If they could save the mother and did not, they would be charged with manslaughter, no two ways about it.

Jim
it seems to be awfully rare for doctors to be charged with manslaughter, but in a nation in which the murder of innocent unborn children is illegal, *as it should be, *those who performed the abortion at the hospital would have been charged for that death…
 
The serial killer is guilty, I (and others in the room) are innocent. I’d rather not have you kill me (and others) in order to kill him as well, if you don’t mind.
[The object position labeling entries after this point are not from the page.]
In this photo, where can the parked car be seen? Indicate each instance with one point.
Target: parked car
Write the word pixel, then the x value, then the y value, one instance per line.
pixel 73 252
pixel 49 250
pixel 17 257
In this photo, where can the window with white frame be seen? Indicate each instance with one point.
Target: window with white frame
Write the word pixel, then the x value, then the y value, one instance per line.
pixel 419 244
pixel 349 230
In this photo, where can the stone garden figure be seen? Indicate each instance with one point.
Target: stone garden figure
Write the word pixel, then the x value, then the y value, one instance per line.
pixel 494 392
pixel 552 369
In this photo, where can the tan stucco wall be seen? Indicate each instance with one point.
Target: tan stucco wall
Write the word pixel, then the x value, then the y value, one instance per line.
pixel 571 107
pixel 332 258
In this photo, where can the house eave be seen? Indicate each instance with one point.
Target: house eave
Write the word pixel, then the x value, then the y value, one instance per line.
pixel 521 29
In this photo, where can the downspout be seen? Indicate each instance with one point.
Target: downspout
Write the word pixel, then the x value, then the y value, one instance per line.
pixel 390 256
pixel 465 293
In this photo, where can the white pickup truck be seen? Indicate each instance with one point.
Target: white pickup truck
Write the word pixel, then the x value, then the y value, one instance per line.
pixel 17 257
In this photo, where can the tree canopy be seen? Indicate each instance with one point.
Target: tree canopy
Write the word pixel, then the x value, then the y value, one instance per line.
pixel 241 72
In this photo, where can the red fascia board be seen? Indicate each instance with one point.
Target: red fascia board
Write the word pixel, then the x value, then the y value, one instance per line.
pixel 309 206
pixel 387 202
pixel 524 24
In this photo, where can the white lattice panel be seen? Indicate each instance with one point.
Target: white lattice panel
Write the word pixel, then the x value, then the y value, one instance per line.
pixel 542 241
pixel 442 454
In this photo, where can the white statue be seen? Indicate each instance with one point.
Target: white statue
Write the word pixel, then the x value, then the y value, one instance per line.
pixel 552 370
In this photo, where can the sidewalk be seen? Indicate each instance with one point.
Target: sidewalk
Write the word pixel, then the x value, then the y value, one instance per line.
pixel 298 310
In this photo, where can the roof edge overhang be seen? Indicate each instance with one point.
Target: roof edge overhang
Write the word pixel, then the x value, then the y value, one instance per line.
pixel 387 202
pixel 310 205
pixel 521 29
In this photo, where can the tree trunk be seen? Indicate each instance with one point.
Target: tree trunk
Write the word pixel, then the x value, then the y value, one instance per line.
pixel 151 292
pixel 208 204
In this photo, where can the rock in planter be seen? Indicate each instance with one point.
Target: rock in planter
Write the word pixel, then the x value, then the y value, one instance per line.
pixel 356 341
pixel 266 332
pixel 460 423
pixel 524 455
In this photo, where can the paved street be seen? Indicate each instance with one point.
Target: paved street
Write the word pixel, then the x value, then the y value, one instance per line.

I don’t want to be murdered under the excuse that otherwise the serial killer would have killed dozens more, while this way I was the only victim, and 1 < 12. That’s sort of cold. Of course, even in just war there is always an amount of collateral damage that is unavoidable, but in order to be sort of acceptable it has to be truly unavoidable.
ok yeah, but I was mostly referring to this part of your post:

You do not murder in order to stop murder. You do not do evil in order to stop evil.

If someone was killing you, I would want to save you…and i wouldnt just watch and do nothing and let someone harm you for the sake of “not doing evil”

So, in regards to this case, if a baby is dying, and will kill its mother in the process, do we stand by and watch BOTH die? Or do we save who we can?
 
St Francis

The problem was, the mother could not survive induced labor because the pregnancy was causing the condition, so it was either a D&C or let the mother die along with the 11 week old fetus.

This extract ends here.